# Radiator Fans Won't Turn off



## chadzeilenga (Apr 15, 2009)

I'm finishing up my 99 Sentra and when I drive it around the radiator fans stay on all the time. I do have a CEL for the rear O2, but don't think that could be causing it. I replaced the engine with another GA16DE engine and felt that I bled the coolant system well enough. Is there something I'm missing? I ran the car with a funnel in the rad to let all of the air bleed out.


----------



## zacward (Aug 23, 2009)

Coolant temp sensor?


----------



## pulsar86 (Aug 13, 2009)

I agree you most likely have a fault in your coolant temp sensor in the bottom tank of radiator that controls when the fan operates.


----------



## chadzeilenga (Apr 15, 2009)

*Where located?*

The coolant temp sensor is in the lower tank of the radiator? I thought it was on the pass side of the engine back by where the heater hoses come off. Does any one have a pic?


----------



## IanH (Feb 11, 2003)

turn the AC off ??


----------



## pulsar86 (Aug 13, 2009)

The coolant temp sender is usually in the bottom radiator tank on most Nissans I have owned or worked on, the other sender on the engine itself is for the temp gauge. The sender for the fan will be easy to find just follow the wiring back from the fan itself.


----------



## chadzeilenga (Apr 15, 2009)

The AC is off, it hasn't been on because it's broken with a leak in the line.

I'll check the radiator for the sensor. You're saying that the one in the engine is just for the gauge and won't affect anything? The engine doesn't seem to run hot or need the fans on as much as they are.


----------



## chadzeilenga (Apr 15, 2009)

Last night I did the following items.

Opened up bleeder screw near heater hose with engine hot and running, few small bubbles came out. No change
Swapped the coolant temp sensor near this same plug. No change
Ran car for a while with full funnel in place of rad cap to help bleed air out, no bubbles, no change.
Squeezed upper & lower rad hoses a bit but noticed no bubbles.

The lower radiator hose is always very cool to the touch and the upper is very hot. What would cause this?


----------



## Beverly Stayart (Jul 13, 2009)

The coolant temp sensor should be clearly marked. If you can't locate it, check your manual or ask your dealer.


----------



## pulsar86 (Aug 13, 2009)

It is normal for the top hose to be hot and the bottom cooler, it is because the hot coolant enters at the top from the engine block. It means your radiator is doing a good job. Have you located the sender in the bottom tank? Just follow the wiring from the radiator cooling fan and it should be connected to it.

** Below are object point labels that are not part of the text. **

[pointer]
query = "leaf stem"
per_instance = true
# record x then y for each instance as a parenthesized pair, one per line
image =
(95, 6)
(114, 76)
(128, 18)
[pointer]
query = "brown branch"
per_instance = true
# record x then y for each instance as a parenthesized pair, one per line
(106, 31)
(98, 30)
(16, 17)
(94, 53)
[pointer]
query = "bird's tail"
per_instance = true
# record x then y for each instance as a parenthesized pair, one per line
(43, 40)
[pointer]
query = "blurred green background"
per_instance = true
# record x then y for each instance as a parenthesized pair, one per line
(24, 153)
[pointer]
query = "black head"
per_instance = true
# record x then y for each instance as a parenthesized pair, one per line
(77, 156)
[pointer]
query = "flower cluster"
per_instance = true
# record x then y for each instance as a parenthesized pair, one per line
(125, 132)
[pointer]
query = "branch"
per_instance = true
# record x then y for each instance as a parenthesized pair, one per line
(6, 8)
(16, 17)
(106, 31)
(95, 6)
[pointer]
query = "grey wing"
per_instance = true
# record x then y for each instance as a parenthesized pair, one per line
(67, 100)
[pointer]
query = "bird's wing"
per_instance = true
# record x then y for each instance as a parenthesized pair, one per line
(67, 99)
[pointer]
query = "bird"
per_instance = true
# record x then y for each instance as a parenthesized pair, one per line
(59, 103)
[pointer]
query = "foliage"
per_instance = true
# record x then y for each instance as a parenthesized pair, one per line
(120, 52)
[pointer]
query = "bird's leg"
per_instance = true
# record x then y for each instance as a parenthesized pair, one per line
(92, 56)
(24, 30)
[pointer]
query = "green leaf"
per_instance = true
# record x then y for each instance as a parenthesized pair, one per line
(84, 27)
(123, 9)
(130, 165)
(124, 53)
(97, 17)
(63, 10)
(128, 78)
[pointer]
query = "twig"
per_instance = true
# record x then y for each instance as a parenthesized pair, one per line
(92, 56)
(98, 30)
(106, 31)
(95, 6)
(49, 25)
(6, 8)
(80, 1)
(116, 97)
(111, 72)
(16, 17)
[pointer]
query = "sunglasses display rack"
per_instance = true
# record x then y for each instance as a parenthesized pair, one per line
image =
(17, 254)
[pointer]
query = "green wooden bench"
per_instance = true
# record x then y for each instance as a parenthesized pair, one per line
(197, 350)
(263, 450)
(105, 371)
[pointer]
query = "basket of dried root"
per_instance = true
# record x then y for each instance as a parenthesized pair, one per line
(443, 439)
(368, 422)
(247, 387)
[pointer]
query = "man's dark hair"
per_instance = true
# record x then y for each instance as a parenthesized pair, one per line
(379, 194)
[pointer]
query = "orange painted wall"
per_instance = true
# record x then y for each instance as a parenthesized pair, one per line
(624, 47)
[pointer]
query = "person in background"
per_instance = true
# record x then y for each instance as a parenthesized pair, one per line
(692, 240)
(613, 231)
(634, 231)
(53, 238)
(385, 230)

It sounds more and more like a faulty sender that controls the fan to me.


----------



## chadzeilenga (Apr 15, 2009)

*Can't find sender*

I looked at the wiring for both of the fans on the radiator and it doesn't seem to continue on to a sending unit. The wires to both fans end at the fan, maybe it is upstream a bit from the fan motors? Does anyone have a pic of where it's at?


----------



## IanH (Feb 11, 2003)




----------



## IanH (Feb 11, 2003)

you can see that the cooling fans are controlled by the ECU, the temp sensor ties into the ecu.


----------



## chadzeilenga (Apr 15, 2009)

*Got it!*

I figured it out. It was either the thermostat keeping the car too hot or it was the fan switch that I swapped out. The fan switch is located just below and rearward of the distributor on the engine and has a single prong to it. I did the thermostat last night and then fan switch today before I topped it off with fresh coolant. Now the fans come only only when needed. Thanks everyone!


----------